Airway pharmacology is a highly important concept in respiratory care. This isbecause many medications are administered to treat or diagnose diseases of the airways.There are three phases that empower drug action. First , the drug management phase isthe way the drug is beneficial to the body. If the lung parenchyma or airways are the targetfor the deaden with narcotics, then an inhalation route will have ~ing preferred1. There are various benefits of this path, which include the ability to give smaller doses, the onset is brisk, the drug is delivered directly to the mark organ, and there are minimal to in ~ degree systemic side effects. In contrast, whether or not the intent is to obtain a systemic fact, then an intravenous approach will be desired.
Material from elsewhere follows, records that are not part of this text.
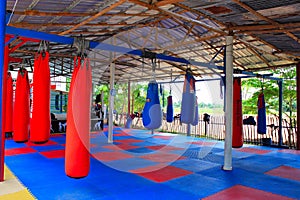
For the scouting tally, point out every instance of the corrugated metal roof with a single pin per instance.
(266, 33)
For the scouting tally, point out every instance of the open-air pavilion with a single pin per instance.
(129, 41)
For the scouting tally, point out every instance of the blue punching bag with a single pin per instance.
(170, 109)
(188, 99)
(261, 116)
(196, 120)
(152, 113)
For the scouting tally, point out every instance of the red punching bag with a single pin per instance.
(77, 157)
(40, 121)
(8, 126)
(21, 114)
(237, 123)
Next, the pharmacokinetic aspect describes the distribution of the drug in the body and includes the affidavit and time course based on the body’s absorption of the drug.For example, a entirely ionized drug will not absorb athwart the lipid membrane. The benefit ofthis is that it exercise volition have a minimum to no systemic lateral effects. Likewise the L/T ratio orlung availability-to-total systemic availability measures the aerosol childbirth to the lung andto the systemic circulating medium. The final stage is the pharmacodynamic phasis, which describeswhat the drug does to the body, and is dependent on the precise receptor that it binds to.Several drugs get agonist or antagonist effects on their particular receptor. An agonist willlikely stimulate agents and ~y antagonist will block agents. In the lung in that place areparasympathetic receptors which are referred to cholinergic and sympathizing receptorswhich are adrenergic. The adrenergic drug stimulates a receptor responding tonorephineprhine or epinephrine2. In set off by opposition, a drug that blocks the adrenergic receptorsis called one antiadrenergic drug. The parasympathetic works similarly in that cholinergicdrugs rouse receptors for acetylcholine while anticholinergic drugs mould them.Every drug has a self-same specific actions and side effects. If the basic principles of apharmacology are known through respiratory therapists, then they can subsist more involved inmaking recommendations relevant to the pharmacological skill of patients withcardiopulmonary disorders.Reference:
1.Kacmarek, Robert M,James K., M.D. Heuer, Albert J., Ph.D./ Chatburn, Robert L.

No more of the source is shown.